I went down to King Street to try to reclaim my nonrelief status, but I knew this would take time. The whole project had been under fire recently. There had been a reduction in its funds, and many artists had been laid off. The response had been demonstrations culminating in a sit-in at the King Street office (a premonition of the sixties!), and the police had staged an attack, dragging the protesters from the building. The Washington office of the WPA had appointed an Army officer, Colonel Brehon Somervell, to direct the New York WPA, and the office in King Street feared the worst. My own situation seemed desperate. My murals had been rolled up and put on the shelf for weeks. I had no place to work; I had no job.

I went into the big factorylike room where dozens of project clerical workers had their desks and saw Mrs. McMahon there. This was unusual—she rarely emerged from her private lair. I discovered that she was interviewing the nonrelief contingent of the project. I saw them called to her desk and heard her ask each in turn how their projects were developing and how much time they estimated they would need to complete their work. Suddenly I lost my head and charged up to her desk, pushing the others aside. I began to shout and curse. I don’t remember exactly what I said, but I know I yelled that it was a god-damned outrage that my project should be stalled like this while these others who were doing far less important work were coddled in this obscene manner— or words to that effect. The office force froze. Secretaries stood up and craned their necks. I raved on. “Arsenic and Old Face,” as her assistants called her, stared at me for a moment in silence, then gave me her famous double-whammy. Her left eyelid came unhinged and began to flutter spasmodically. This device had unseated stronger men than I, but I was carried along on a wave of madness. I continued to curse loudly, and Mrs. McMahon retired to her office. The crowd looked at me in silence.

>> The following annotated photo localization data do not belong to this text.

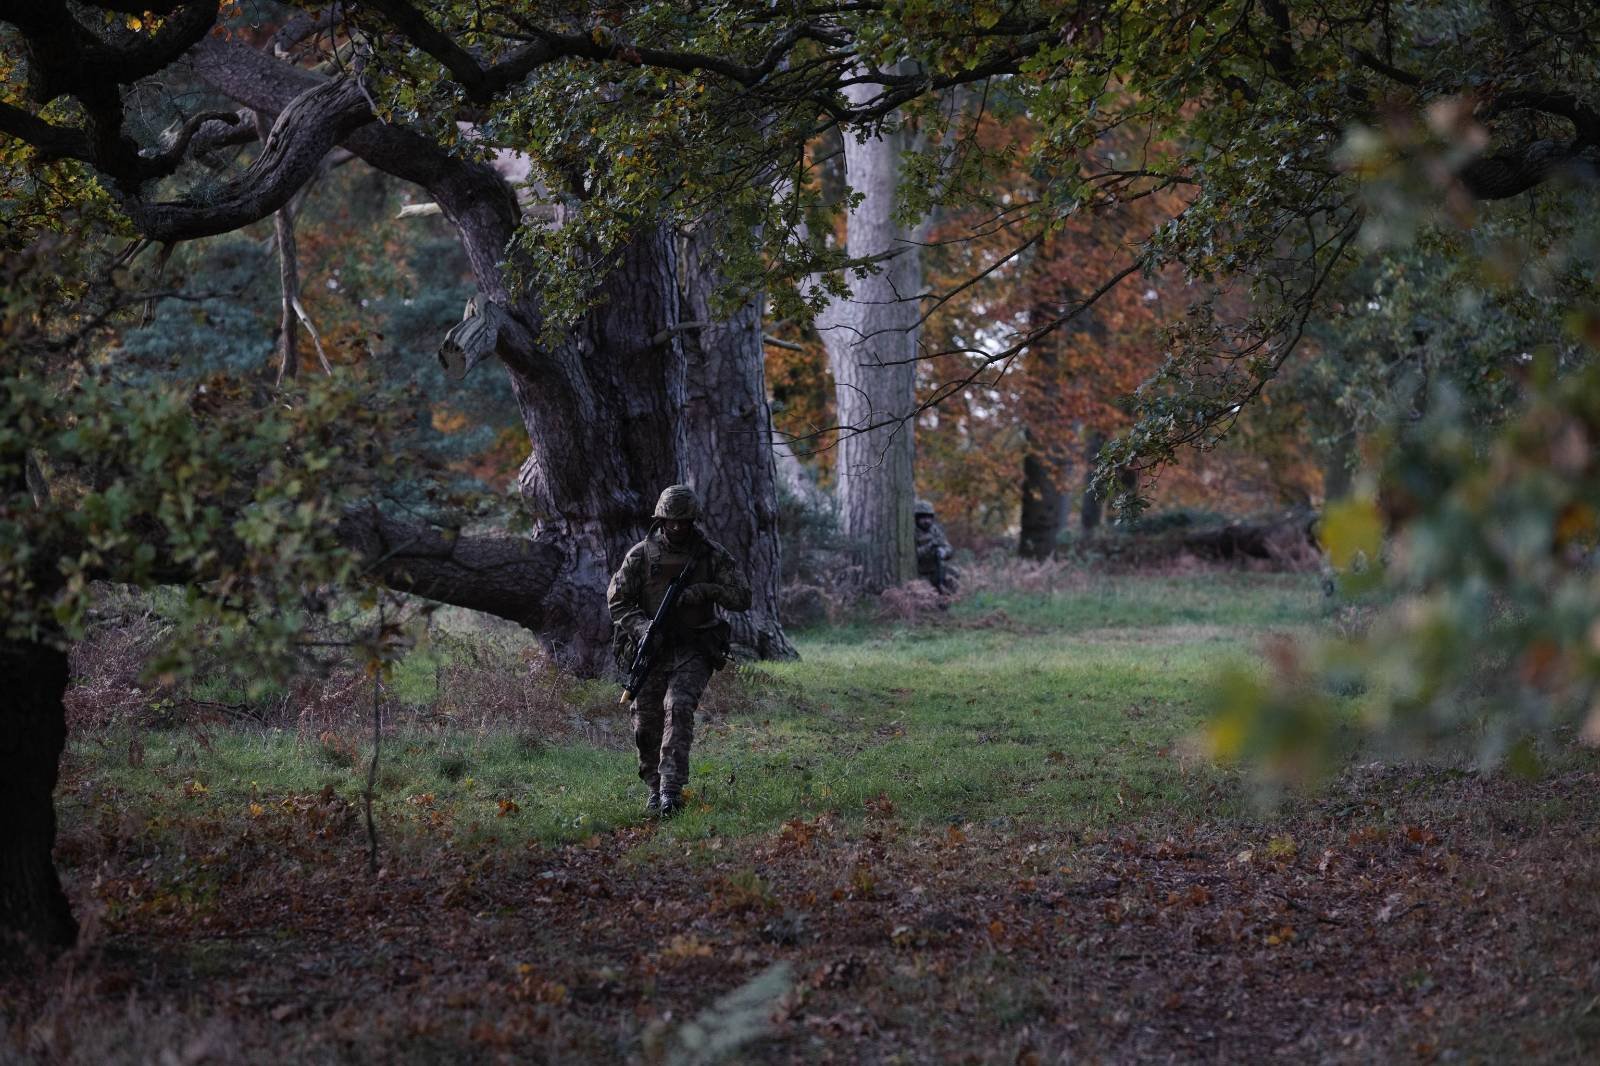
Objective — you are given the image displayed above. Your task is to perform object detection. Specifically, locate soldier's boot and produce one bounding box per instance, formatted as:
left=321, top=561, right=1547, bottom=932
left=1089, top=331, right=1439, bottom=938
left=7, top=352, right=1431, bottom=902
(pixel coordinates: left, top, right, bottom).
left=644, top=788, right=661, bottom=815
left=657, top=789, right=683, bottom=818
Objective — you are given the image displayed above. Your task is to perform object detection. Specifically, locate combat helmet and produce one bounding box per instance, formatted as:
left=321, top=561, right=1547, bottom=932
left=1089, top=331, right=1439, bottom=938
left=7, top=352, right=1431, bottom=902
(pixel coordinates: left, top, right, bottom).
left=913, top=498, right=936, bottom=517
left=653, top=484, right=700, bottom=521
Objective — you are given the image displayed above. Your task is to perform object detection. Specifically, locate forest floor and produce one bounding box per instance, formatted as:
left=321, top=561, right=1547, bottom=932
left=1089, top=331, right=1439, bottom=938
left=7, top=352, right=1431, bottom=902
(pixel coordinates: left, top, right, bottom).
left=5, top=572, right=1600, bottom=1064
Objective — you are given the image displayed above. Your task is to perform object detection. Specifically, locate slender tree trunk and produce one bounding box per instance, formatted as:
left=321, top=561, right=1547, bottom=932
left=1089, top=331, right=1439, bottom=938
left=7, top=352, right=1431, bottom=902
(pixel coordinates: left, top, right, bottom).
left=256, top=111, right=302, bottom=385
left=680, top=223, right=796, bottom=659
left=0, top=634, right=77, bottom=956
left=272, top=205, right=301, bottom=384
left=815, top=88, right=923, bottom=591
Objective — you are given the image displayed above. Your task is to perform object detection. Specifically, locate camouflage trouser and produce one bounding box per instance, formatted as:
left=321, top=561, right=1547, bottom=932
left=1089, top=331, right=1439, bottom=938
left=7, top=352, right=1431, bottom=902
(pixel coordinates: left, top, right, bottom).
left=631, top=646, right=713, bottom=797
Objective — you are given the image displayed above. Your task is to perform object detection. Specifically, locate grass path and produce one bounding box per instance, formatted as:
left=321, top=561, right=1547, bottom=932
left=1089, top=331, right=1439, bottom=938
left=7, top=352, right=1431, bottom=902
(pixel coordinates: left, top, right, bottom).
left=65, top=574, right=1325, bottom=848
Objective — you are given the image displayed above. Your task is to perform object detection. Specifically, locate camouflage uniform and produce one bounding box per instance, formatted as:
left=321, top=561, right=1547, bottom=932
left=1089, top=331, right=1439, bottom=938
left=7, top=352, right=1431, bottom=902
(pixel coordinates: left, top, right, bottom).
left=607, top=485, right=751, bottom=814
left=914, top=498, right=956, bottom=592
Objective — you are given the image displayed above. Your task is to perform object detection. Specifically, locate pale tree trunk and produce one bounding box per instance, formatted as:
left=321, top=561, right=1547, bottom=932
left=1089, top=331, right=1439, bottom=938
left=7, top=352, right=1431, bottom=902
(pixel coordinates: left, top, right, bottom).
left=271, top=205, right=301, bottom=384
left=815, top=89, right=924, bottom=591
left=253, top=110, right=302, bottom=386
left=679, top=222, right=796, bottom=660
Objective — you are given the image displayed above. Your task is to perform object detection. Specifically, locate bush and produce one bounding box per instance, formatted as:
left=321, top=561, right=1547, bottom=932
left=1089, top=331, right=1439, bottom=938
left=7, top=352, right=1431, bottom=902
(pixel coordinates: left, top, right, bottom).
left=776, top=480, right=845, bottom=585
left=1116, top=507, right=1228, bottom=535
left=776, top=480, right=875, bottom=624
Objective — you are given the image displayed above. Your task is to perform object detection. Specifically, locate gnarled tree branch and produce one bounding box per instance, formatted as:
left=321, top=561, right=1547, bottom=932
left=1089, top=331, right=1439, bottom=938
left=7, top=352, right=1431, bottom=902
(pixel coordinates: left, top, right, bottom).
left=125, top=76, right=373, bottom=242
left=1457, top=139, right=1600, bottom=200
left=337, top=507, right=581, bottom=635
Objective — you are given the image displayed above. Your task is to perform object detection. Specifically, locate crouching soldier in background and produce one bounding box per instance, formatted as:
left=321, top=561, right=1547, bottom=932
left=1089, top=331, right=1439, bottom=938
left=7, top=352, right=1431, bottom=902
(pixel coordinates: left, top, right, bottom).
left=914, top=498, right=958, bottom=594
left=608, top=485, right=751, bottom=817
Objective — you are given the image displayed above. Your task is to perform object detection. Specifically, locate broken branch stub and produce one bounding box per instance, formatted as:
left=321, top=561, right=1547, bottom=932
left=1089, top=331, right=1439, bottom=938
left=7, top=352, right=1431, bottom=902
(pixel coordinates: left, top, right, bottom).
left=439, top=295, right=512, bottom=380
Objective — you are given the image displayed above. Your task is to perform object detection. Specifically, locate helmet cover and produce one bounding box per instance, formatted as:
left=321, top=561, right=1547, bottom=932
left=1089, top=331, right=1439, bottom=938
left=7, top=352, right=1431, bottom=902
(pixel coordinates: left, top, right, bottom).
left=653, top=484, right=700, bottom=521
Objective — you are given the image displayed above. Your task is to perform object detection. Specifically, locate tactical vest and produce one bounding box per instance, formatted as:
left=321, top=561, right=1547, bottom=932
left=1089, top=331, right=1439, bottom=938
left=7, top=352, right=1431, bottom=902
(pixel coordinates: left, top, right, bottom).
left=643, top=532, right=717, bottom=630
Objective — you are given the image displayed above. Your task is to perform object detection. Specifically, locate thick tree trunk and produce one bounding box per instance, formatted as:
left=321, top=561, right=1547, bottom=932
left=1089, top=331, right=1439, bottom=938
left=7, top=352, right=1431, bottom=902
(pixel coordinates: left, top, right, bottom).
left=508, top=221, right=688, bottom=673
left=679, top=223, right=796, bottom=660
left=0, top=635, right=77, bottom=956
left=815, top=88, right=923, bottom=591
left=1018, top=448, right=1068, bottom=559
left=1018, top=311, right=1067, bottom=559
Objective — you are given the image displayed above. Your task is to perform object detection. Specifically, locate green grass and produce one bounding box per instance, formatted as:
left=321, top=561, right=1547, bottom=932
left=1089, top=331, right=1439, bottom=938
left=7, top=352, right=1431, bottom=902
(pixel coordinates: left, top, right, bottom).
left=62, top=574, right=1327, bottom=850
left=950, top=570, right=1320, bottom=633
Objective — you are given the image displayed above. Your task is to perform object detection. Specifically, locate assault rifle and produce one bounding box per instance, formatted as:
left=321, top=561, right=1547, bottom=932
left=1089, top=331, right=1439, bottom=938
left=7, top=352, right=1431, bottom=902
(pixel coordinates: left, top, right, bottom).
left=619, top=544, right=709, bottom=703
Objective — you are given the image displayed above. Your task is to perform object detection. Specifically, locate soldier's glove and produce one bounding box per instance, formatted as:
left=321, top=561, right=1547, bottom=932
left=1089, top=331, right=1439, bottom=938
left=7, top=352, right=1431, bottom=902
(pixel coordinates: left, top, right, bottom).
left=678, top=583, right=717, bottom=608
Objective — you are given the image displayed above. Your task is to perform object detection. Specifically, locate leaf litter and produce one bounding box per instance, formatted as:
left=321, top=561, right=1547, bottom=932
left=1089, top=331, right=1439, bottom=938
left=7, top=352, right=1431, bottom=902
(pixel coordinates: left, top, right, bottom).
left=4, top=761, right=1599, bottom=1063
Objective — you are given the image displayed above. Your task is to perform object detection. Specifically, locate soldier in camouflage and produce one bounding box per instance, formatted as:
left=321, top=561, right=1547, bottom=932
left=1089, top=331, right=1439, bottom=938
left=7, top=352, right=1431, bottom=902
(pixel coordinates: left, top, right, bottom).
left=607, top=485, right=751, bottom=817
left=914, top=498, right=957, bottom=593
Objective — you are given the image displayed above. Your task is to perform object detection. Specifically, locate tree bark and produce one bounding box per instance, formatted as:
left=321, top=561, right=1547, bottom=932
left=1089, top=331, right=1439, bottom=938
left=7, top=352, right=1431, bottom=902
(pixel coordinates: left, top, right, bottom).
left=1018, top=309, right=1067, bottom=559
left=188, top=39, right=810, bottom=669
left=254, top=110, right=301, bottom=386
left=1019, top=448, right=1068, bottom=559
left=815, top=87, right=924, bottom=591
left=272, top=203, right=301, bottom=384
left=502, top=220, right=688, bottom=672
left=0, top=635, right=77, bottom=957
left=679, top=222, right=796, bottom=660
left=1081, top=430, right=1106, bottom=532
left=337, top=508, right=588, bottom=629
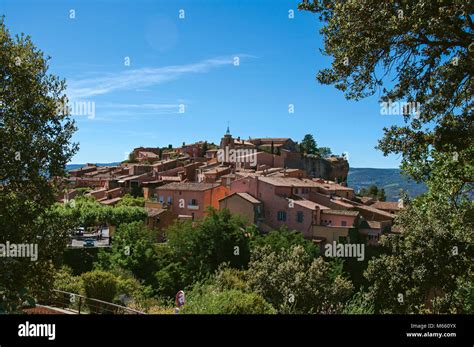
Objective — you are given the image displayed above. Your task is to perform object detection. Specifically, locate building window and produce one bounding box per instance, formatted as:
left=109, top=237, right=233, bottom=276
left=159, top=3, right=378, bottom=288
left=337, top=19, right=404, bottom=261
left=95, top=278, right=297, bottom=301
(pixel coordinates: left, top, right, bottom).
left=159, top=195, right=164, bottom=203
left=341, top=221, right=347, bottom=226
left=296, top=211, right=304, bottom=223
left=277, top=211, right=287, bottom=221
left=189, top=198, right=197, bottom=206
left=167, top=196, right=172, bottom=204
left=294, top=188, right=299, bottom=194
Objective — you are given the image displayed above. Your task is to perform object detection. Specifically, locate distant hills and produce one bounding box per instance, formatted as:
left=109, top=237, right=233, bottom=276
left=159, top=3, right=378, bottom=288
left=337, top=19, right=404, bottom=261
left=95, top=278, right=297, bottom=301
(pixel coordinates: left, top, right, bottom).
left=65, top=164, right=427, bottom=202
left=348, top=167, right=426, bottom=201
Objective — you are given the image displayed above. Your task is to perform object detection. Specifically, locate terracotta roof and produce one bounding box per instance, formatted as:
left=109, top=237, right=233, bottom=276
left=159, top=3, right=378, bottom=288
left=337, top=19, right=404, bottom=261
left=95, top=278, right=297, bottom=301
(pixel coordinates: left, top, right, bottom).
left=259, top=176, right=321, bottom=188
left=252, top=138, right=291, bottom=143
left=330, top=199, right=355, bottom=208
left=146, top=207, right=167, bottom=217
left=371, top=201, right=402, bottom=211
left=99, top=197, right=122, bottom=205
left=236, top=192, right=261, bottom=204
left=355, top=205, right=395, bottom=218
left=156, top=182, right=220, bottom=191
left=322, top=209, right=359, bottom=217
left=204, top=167, right=230, bottom=174
left=359, top=196, right=375, bottom=204
left=293, top=200, right=328, bottom=210
left=159, top=176, right=182, bottom=182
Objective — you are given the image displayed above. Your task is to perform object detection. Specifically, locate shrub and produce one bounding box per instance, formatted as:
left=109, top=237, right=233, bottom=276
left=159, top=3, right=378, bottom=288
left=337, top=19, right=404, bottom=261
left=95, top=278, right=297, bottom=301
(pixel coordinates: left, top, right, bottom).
left=81, top=270, right=118, bottom=313
left=182, top=285, right=275, bottom=314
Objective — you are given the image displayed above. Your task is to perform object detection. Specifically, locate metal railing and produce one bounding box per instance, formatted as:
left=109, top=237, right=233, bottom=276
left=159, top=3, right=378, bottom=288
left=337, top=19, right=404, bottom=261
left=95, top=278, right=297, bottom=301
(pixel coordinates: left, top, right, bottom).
left=37, top=289, right=145, bottom=315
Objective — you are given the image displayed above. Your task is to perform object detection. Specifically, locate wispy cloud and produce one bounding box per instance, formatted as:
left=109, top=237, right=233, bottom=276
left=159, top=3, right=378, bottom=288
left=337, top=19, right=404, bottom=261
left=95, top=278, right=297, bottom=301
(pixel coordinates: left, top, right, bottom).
left=70, top=101, right=188, bottom=123
left=67, top=55, right=251, bottom=99
left=100, top=102, right=181, bottom=110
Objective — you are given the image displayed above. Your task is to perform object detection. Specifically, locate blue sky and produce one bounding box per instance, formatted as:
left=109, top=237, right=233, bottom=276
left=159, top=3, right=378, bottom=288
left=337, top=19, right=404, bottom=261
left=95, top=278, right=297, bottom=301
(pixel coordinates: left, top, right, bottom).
left=1, top=0, right=405, bottom=168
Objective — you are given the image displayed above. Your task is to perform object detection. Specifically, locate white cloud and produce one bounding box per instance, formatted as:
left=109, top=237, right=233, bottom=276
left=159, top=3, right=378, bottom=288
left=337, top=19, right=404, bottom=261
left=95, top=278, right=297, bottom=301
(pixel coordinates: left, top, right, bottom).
left=67, top=56, right=245, bottom=99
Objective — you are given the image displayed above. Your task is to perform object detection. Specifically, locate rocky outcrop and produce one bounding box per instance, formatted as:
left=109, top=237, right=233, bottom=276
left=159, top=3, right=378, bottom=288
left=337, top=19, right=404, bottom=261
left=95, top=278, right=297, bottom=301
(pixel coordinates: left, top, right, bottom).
left=324, top=156, right=349, bottom=183
left=283, top=152, right=349, bottom=182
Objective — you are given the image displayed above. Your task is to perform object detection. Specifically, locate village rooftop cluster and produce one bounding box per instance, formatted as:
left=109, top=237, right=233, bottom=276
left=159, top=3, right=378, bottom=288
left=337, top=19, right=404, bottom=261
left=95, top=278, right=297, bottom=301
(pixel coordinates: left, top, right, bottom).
left=62, top=127, right=403, bottom=248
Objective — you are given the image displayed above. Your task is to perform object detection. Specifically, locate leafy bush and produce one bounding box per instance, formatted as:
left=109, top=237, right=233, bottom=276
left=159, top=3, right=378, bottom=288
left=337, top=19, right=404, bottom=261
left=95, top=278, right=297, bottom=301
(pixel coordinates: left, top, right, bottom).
left=164, top=208, right=252, bottom=288
left=251, top=226, right=319, bottom=257
left=212, top=265, right=249, bottom=292
left=248, top=245, right=353, bottom=314
left=182, top=284, right=275, bottom=314
left=97, top=222, right=159, bottom=285
left=53, top=266, right=83, bottom=294
left=81, top=270, right=118, bottom=313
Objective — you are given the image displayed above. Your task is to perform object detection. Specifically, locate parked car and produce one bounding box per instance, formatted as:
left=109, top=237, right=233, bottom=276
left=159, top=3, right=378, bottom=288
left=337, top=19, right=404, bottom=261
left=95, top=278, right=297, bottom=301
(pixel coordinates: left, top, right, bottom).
left=83, top=238, right=94, bottom=247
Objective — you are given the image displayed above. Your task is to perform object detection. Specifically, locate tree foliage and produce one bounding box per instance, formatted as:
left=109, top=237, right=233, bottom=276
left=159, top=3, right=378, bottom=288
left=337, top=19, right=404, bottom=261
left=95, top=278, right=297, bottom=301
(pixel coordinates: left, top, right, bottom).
left=247, top=245, right=353, bottom=313
left=300, top=1, right=473, bottom=183
left=97, top=221, right=159, bottom=286
left=0, top=17, right=78, bottom=312
left=364, top=195, right=473, bottom=313
left=164, top=208, right=252, bottom=286
left=300, top=134, right=318, bottom=155
left=250, top=226, right=319, bottom=257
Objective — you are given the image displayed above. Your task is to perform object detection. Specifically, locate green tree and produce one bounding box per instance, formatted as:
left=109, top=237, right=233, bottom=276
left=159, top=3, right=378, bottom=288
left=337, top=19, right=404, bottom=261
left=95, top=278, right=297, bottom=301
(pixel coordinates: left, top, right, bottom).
left=0, top=17, right=78, bottom=311
left=97, top=222, right=159, bottom=286
left=364, top=195, right=473, bottom=313
left=53, top=266, right=83, bottom=295
left=201, top=141, right=209, bottom=157
left=247, top=245, right=353, bottom=313
left=377, top=188, right=386, bottom=202
left=81, top=270, right=118, bottom=313
left=301, top=1, right=474, bottom=314
left=299, top=1, right=473, bottom=184
left=317, top=146, right=332, bottom=158
left=300, top=134, right=318, bottom=155
left=116, top=194, right=145, bottom=207
left=367, top=185, right=379, bottom=198
left=165, top=208, right=252, bottom=286
left=126, top=152, right=138, bottom=163
left=250, top=226, right=319, bottom=257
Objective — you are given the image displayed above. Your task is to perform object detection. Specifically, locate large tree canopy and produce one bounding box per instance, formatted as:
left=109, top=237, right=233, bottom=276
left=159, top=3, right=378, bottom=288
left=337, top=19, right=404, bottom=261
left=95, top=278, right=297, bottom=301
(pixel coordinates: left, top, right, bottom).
left=299, top=1, right=473, bottom=314
left=0, top=17, right=78, bottom=312
left=300, top=1, right=473, bottom=183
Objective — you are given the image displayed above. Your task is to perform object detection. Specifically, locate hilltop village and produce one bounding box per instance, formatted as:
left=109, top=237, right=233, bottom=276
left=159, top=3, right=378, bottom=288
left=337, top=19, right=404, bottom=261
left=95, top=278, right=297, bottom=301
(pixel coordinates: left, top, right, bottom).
left=62, top=129, right=402, bottom=247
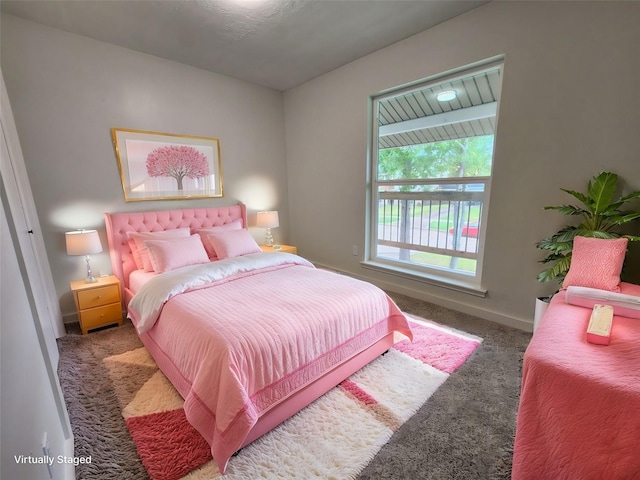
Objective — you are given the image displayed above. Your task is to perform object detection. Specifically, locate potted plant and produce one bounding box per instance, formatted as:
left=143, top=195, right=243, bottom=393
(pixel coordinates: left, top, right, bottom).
left=537, top=171, right=640, bottom=284
left=533, top=172, right=640, bottom=330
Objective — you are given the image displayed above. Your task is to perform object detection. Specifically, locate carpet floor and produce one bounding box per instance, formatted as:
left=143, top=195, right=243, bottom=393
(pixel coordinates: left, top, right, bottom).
left=57, top=292, right=531, bottom=479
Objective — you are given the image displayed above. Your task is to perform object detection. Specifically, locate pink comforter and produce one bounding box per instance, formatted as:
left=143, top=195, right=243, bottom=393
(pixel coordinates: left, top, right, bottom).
left=512, top=282, right=640, bottom=479
left=128, top=254, right=412, bottom=473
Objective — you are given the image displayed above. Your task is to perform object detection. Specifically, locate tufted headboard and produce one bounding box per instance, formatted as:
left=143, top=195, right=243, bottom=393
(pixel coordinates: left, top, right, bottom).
left=104, top=203, right=247, bottom=306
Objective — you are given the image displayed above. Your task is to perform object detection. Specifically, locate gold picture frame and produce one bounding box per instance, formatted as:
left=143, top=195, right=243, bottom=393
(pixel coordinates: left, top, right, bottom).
left=111, top=128, right=223, bottom=202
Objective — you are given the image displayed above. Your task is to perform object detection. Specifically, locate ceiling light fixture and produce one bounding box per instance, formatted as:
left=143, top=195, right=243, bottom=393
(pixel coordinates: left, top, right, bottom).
left=436, top=90, right=457, bottom=102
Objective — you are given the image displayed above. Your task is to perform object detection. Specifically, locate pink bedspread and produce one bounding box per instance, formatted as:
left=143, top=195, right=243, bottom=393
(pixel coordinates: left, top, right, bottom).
left=512, top=282, right=640, bottom=479
left=128, top=255, right=412, bottom=473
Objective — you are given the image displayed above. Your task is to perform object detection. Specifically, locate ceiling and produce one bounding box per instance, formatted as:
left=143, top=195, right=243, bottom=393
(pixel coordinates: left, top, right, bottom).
left=0, top=0, right=486, bottom=91
left=378, top=65, right=501, bottom=148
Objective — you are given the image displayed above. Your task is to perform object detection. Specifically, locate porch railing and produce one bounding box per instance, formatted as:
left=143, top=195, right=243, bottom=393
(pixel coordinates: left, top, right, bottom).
left=375, top=181, right=485, bottom=264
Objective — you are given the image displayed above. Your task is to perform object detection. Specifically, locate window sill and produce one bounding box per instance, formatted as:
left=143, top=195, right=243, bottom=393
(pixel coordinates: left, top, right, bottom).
left=361, top=260, right=487, bottom=298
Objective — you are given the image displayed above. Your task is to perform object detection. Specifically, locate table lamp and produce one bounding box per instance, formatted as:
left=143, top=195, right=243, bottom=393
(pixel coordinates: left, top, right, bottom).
left=66, top=229, right=102, bottom=283
left=256, top=211, right=279, bottom=247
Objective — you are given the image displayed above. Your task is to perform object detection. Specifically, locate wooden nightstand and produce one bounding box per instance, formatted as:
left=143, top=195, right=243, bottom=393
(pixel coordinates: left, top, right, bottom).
left=260, top=244, right=297, bottom=255
left=70, top=275, right=123, bottom=334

I was about to turn and go, resigned to my fate, when someone came to me and said, “Mrs. McMahon wants to see you in her office immediately.” I thought I might as well get it over with then and there, and I followed to the inner sanctum. I hardly noticed the little man in the dark suit seated in the corner. She sat at her big desk and let me stand. “Mr. Laning,” she said, “what was it you were saying to me just now in the outer office?” Suddenly the whole wave swept over me again and I became vituperative. “You let me wait outside,” I said, “begging to be allowed to continue my work, while you interview these others. I’m only interested in one thing in this world and that’s to be allowed to get back to my job and carry it through"—and then I began to rant and rave again. She interrupted me, saying, “Mr. Laning, this language in my office would warrant my severing your connection with this project!” I answered that if I couldn’t do my job, I wouldn’t give a damn. “You may go now,” she said, and I left the office.

Walking home, feeling defeated but purged, I reached Bleecker Street when I suddenly wondered, “But who was that little man who sat so quietly in the corner of her office while I blew my top?” And then I remembered- this was Colonel Somervell’s representative in the project office, Colonel Somervell’s “spy.” Mrs. McMahon had used me well. The charge the Establishment had been making against the whole project was that the artists were lazy boondogglers. My rebellion had offended her, but she had quickly risen above personal affront and had made me grist to her mill. Colonel Somervell’s man would report to his superior that a WPA artist had dared all to be allowed to get on with his job.